Once you have decided on the tools that work best for your situation, you will need to give it a test run. Choose something small to work on such as a short paragraph or something the students have already done and received feedback on. This takes away some of the stress of getting through a large document while still getting used to the process. Open the document in your preferred document viewer and annotation tool. If the work was handwritten, you may need to scan the document first using a photocopier or flatbed scanner. Read through the document and look for areas you would like to comment on, but don’t make any large comments on the document itself. Personally, I try to find the key things I would like my students to work on such as a spelling or grammar item, a formatting problem, or a genre issue. I then add a short identifying comment such as, “informal language,” or, “sentence structure” in the area or areas that need work. I then turn on the screencasting software and talk the student through the comments, trying to connect to things we have done in class that will help them make the connection. For example, if we have been working on complex sentence structures and the student is still struggling with it in their writing, I would talk through the reasons why their sentence doesn’t work as a complex sentence, and direct them to the work we have done in class on that subject. If I feel they need more examples of what I am talking about, I may create another document that I can pull up while in the middle of my screencast to show them while talking them through it. Essentially, this becomes another instructional moment that is more directed at each student without having to meet with that student one-on-one. Once my video is done, I simply upload it to the site I am using with the class and share the link with the student.

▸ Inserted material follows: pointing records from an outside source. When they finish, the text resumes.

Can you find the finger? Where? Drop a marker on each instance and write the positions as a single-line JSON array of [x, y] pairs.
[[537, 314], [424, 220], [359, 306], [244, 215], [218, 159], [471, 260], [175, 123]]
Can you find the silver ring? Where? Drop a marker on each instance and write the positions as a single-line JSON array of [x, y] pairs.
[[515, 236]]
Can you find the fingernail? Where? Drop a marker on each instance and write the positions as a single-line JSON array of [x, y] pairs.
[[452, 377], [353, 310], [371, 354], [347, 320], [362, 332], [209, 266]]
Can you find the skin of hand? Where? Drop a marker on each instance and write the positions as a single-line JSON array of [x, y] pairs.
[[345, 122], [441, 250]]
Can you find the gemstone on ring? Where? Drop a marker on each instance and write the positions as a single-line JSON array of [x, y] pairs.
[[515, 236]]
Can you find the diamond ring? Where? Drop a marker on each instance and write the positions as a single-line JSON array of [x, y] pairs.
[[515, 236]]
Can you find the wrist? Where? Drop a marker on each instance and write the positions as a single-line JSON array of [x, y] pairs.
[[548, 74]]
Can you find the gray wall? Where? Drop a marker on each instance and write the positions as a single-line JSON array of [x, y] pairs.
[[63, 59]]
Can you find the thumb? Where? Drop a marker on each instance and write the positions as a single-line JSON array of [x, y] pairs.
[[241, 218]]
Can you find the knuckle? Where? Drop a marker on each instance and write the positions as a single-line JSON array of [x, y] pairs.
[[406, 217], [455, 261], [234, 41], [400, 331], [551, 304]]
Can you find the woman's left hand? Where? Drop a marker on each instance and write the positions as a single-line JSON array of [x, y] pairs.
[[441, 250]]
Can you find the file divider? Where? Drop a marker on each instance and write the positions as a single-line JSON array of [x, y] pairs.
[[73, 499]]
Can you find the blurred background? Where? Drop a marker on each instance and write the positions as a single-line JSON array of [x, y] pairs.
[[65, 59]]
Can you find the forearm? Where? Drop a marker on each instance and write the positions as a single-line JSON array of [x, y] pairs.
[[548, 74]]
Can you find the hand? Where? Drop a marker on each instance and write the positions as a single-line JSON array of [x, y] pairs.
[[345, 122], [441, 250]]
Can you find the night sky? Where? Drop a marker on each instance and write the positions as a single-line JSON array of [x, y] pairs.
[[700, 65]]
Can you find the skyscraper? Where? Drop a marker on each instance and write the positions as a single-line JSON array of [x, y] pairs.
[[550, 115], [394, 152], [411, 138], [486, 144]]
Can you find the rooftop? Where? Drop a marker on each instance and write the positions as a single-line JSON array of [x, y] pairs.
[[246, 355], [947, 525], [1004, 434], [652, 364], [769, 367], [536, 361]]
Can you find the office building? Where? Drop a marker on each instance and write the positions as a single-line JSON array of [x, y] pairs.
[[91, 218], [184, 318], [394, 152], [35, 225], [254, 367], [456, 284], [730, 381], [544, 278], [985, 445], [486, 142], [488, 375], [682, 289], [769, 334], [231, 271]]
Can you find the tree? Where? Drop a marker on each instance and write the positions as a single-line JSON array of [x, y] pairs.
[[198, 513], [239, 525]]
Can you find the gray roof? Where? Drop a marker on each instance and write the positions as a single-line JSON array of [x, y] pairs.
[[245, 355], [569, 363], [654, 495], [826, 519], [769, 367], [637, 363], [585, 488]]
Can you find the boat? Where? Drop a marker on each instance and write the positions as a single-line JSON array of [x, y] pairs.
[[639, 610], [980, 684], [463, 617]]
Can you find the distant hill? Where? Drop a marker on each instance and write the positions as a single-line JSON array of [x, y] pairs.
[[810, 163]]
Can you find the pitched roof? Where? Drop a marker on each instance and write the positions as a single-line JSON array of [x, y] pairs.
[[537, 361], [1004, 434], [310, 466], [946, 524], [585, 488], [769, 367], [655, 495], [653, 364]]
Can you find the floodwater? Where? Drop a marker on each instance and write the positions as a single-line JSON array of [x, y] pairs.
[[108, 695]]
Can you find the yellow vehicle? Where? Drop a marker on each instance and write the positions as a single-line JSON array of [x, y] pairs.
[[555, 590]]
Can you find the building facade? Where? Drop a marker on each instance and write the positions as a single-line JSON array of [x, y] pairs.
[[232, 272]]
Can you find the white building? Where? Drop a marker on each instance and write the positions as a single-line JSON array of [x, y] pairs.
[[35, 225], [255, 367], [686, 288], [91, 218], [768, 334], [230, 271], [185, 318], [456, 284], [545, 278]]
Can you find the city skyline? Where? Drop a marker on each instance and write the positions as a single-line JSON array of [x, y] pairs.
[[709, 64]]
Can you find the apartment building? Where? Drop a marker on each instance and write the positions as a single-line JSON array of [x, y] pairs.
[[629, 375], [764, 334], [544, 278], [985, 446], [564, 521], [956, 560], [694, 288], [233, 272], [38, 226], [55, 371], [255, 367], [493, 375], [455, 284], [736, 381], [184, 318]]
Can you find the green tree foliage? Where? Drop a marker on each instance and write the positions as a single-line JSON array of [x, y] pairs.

While the time to do this might take you longer than expected at first, the process becomes more streamlined over time. As mentioned earlier, give this a short run the first couple of times before attempting to use it on a longer writing assignment. Make sure you get feedback from the students on how they feel the system works for them. It may be that some students are not as comfortable with this way of getting feedback and you may need to make adjustments for them. In one of my classes, one student liked the oral feedback, but had limited access to the internet. She did have a personal MP3 player which she took with her on the long bus rides to and from classes. As a result, I would copy my comments directly to her music player when she was in class, and I gave her a printed copy of my comments so she could look at things on her commute. This didn’t take any extra work for me and fit the student better than using video comments. Other things to consider are privacy issues with cloud based storage, especially in places where laws tightly restrict it. Sharing the video or audio files directly with students may be necessary in those cases. You can also use sites that don’t require registration, but make sure no personal data is in the document itself.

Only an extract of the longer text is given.